Installation view of Bunny Rogers: Brig Und Ladder (Whitney Museum of American Art, New York, July 7–October 9, 2017). From left to right: Columbine Auditorium seating, 2017; A Very Special Holiday Performance in Columbine Auditorium, 2017; Tilikum body pillow, 2017. Photograph by Bill Orcutt

Bunny Rogers

A lot of eggs are in young Bunny Rogers’s basket—three purchases and one gift to be exact. Primed to be this generation’s Next Big Thing, her acquisition marks a milestone in the young artist’s career and seals her fate as a mythical figure in the post-internet art world (if that’s even a thing?). Three of the four acquisitions are pieces from her 2016 installation, Columbine Cafeteria, which created a mythical consideration of the Columbine High School shootings that happened in 1999, when the artist was...nine years old. The museum nabbed the whole front room of the installation, including Cafeteria Wardrobe (2016), A Very Special Holiday Performance in Columbine Auditorium (2016), the video piece which includes a cat character singing “Memory” from the musical CATS, and Columbine Auditorium Seating (2017). Okay.
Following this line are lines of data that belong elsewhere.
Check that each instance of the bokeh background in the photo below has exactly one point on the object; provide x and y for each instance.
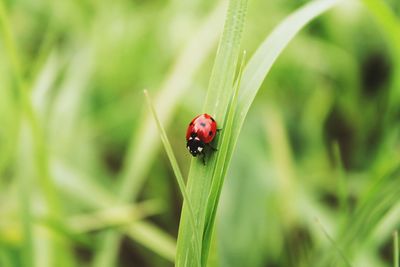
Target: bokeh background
(80, 154)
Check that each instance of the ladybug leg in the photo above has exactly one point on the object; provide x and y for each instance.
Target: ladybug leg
(212, 148)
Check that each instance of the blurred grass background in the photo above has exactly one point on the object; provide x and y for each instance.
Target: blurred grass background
(80, 155)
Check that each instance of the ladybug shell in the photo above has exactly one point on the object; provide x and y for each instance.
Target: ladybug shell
(204, 126)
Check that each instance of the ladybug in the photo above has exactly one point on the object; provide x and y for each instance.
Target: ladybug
(200, 133)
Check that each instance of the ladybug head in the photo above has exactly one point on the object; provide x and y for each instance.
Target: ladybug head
(194, 145)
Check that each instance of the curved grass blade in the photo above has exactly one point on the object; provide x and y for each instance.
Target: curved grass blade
(142, 149)
(396, 249)
(179, 178)
(267, 53)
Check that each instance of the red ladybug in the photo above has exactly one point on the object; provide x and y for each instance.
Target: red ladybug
(201, 131)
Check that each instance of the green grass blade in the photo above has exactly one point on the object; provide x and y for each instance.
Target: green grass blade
(396, 249)
(267, 53)
(219, 94)
(143, 148)
(200, 180)
(179, 178)
(220, 167)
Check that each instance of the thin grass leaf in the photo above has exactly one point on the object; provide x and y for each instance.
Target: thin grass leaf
(200, 178)
(219, 171)
(179, 178)
(143, 148)
(334, 244)
(261, 62)
(396, 249)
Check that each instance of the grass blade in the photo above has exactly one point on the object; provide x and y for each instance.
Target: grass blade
(396, 249)
(219, 94)
(221, 89)
(178, 176)
(143, 148)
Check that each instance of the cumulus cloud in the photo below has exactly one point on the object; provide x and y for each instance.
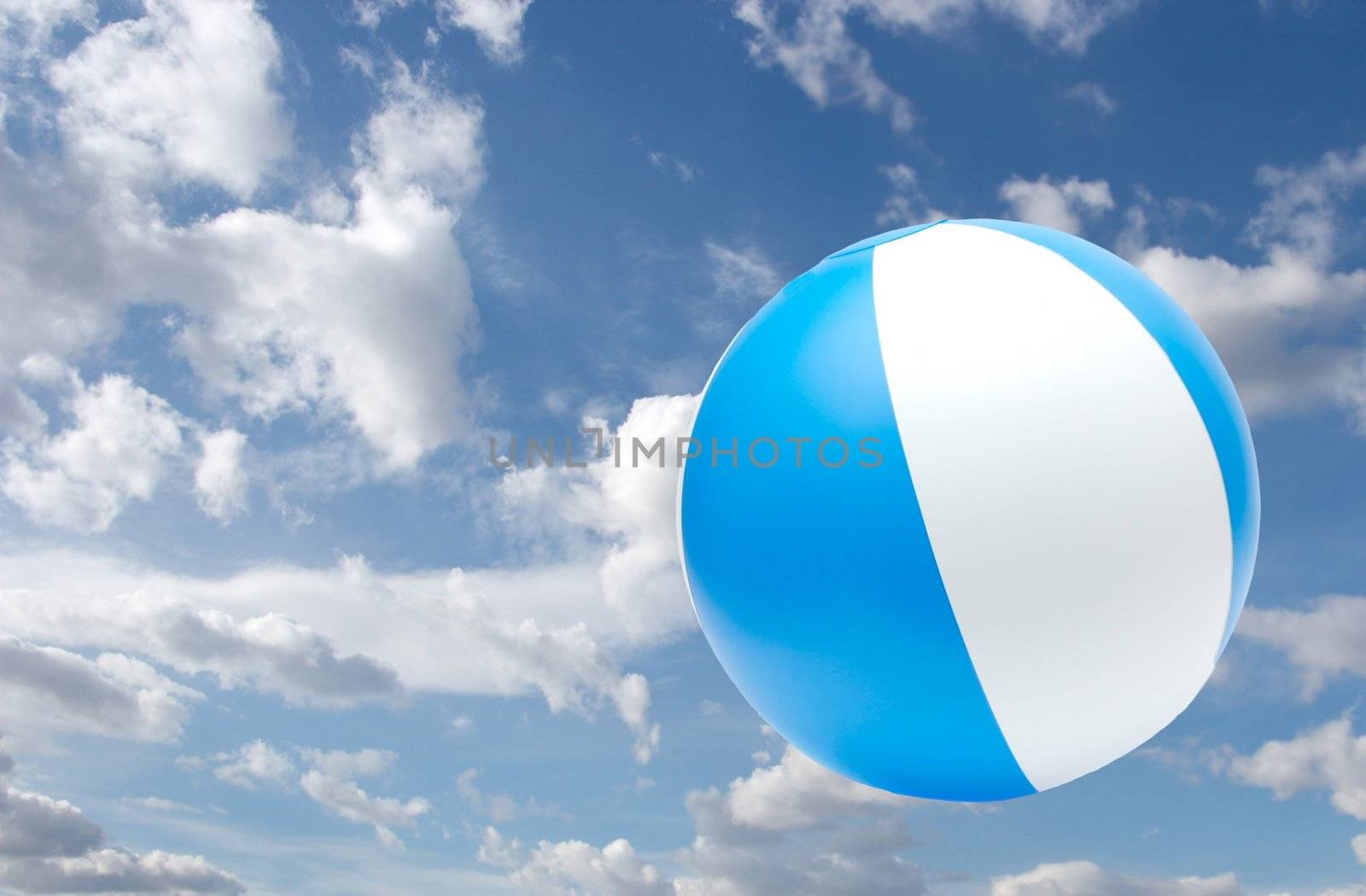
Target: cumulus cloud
(1088, 878)
(819, 54)
(270, 652)
(50, 690)
(365, 320)
(114, 451)
(182, 92)
(331, 783)
(600, 581)
(220, 482)
(790, 828)
(48, 846)
(1067, 205)
(253, 764)
(354, 306)
(1329, 759)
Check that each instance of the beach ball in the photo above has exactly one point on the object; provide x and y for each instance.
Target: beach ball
(969, 509)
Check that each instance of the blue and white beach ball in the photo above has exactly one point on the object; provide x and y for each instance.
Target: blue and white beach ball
(1021, 527)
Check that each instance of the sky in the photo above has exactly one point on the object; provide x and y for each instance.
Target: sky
(273, 275)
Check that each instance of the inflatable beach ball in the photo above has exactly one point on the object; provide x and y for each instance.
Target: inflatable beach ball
(970, 509)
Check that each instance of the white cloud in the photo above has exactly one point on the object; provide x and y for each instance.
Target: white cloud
(1327, 759)
(36, 825)
(220, 481)
(496, 24)
(502, 806)
(331, 783)
(908, 204)
(48, 846)
(1088, 878)
(355, 309)
(742, 275)
(820, 56)
(270, 652)
(26, 26)
(792, 828)
(1065, 207)
(824, 61)
(1322, 643)
(184, 92)
(1288, 325)
(1092, 96)
(364, 321)
(663, 161)
(253, 764)
(114, 451)
(50, 689)
(799, 794)
(552, 627)
(614, 870)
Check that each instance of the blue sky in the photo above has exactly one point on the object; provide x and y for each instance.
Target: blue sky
(272, 275)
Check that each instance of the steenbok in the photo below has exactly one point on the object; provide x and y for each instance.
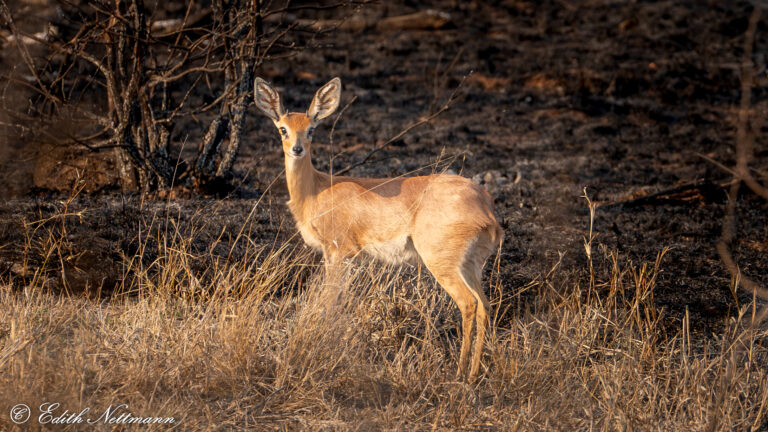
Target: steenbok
(445, 220)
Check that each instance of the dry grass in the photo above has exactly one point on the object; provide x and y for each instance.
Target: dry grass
(252, 342)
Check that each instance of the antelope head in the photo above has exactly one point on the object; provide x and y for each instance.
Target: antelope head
(296, 128)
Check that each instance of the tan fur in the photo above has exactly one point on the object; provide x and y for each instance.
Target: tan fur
(445, 220)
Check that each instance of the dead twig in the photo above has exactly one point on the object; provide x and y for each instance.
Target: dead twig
(452, 98)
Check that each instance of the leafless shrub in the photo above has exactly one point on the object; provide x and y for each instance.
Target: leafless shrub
(149, 73)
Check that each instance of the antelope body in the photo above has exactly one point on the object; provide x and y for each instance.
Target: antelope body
(447, 221)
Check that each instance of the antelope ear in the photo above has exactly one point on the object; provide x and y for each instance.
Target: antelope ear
(267, 100)
(326, 100)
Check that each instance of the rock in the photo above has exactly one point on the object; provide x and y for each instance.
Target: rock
(61, 168)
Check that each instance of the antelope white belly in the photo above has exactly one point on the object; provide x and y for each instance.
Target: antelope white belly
(395, 251)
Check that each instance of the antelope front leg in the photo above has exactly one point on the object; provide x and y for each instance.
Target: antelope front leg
(334, 275)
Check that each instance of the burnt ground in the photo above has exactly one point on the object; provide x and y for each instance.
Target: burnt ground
(620, 97)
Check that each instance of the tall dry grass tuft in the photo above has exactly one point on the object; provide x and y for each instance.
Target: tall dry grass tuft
(247, 339)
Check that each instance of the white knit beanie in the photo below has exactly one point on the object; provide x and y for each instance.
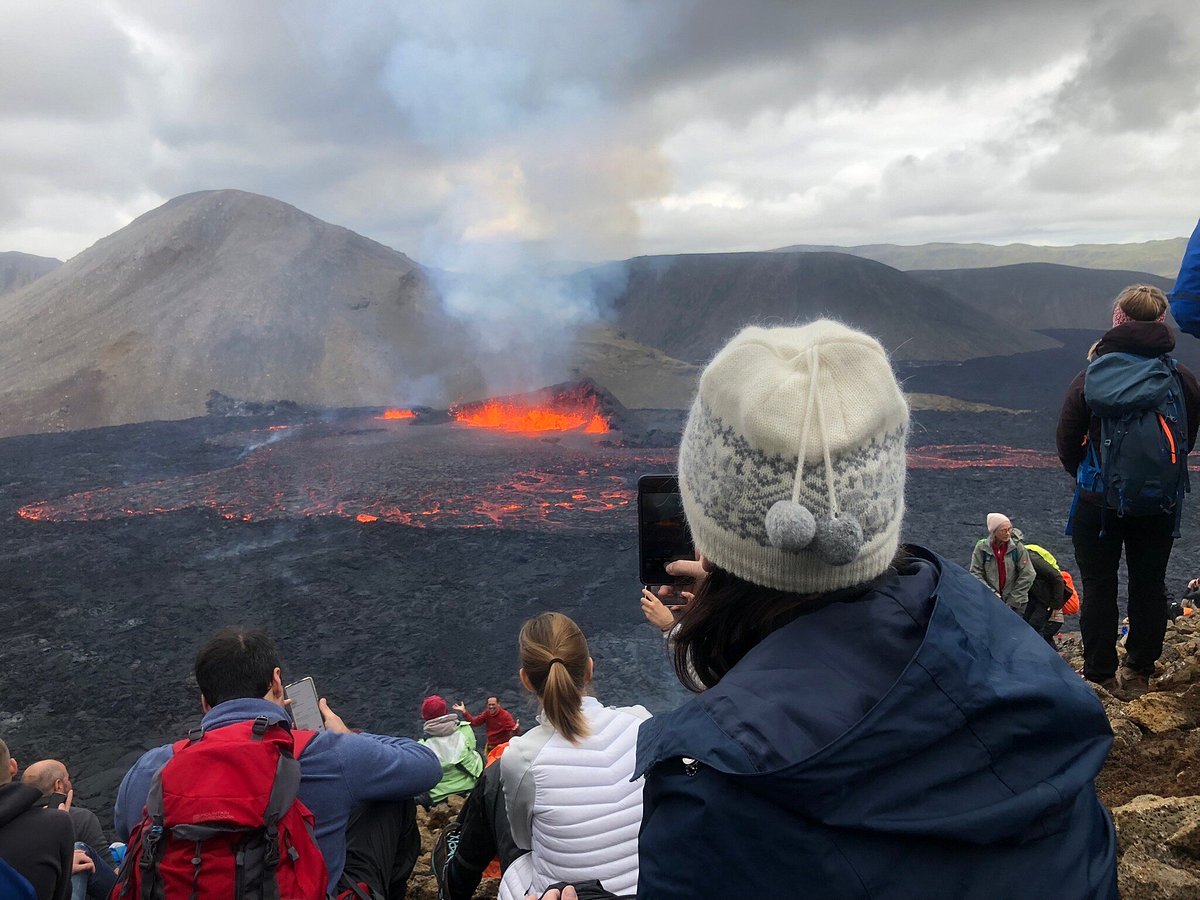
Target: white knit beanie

Ivana Bašić (b. 1986), SOMA, 2016. Video, color, silent, 7:44 min. and wax sculpture, with weight, pressure, oil paint, rigidity, silicone, stainless steel, elastic bands, and ceiling mount. Whitney Museum of American Art, New York; purchase with funds from Anne and Joel Ehrenkranz 2018.18.1-2a-b. © Ivana Bašić

Ivana Bašić
SOMA, 2016

Croatian actress-turned-artist Bašić’s work was apparently everywhere in 2017 but hasn’t been seen since! What happened? The acquisition was a direct purchase, which is to say the museum deliberately picked it in 2017, at the height of her popularity. Maybe her star is still rising?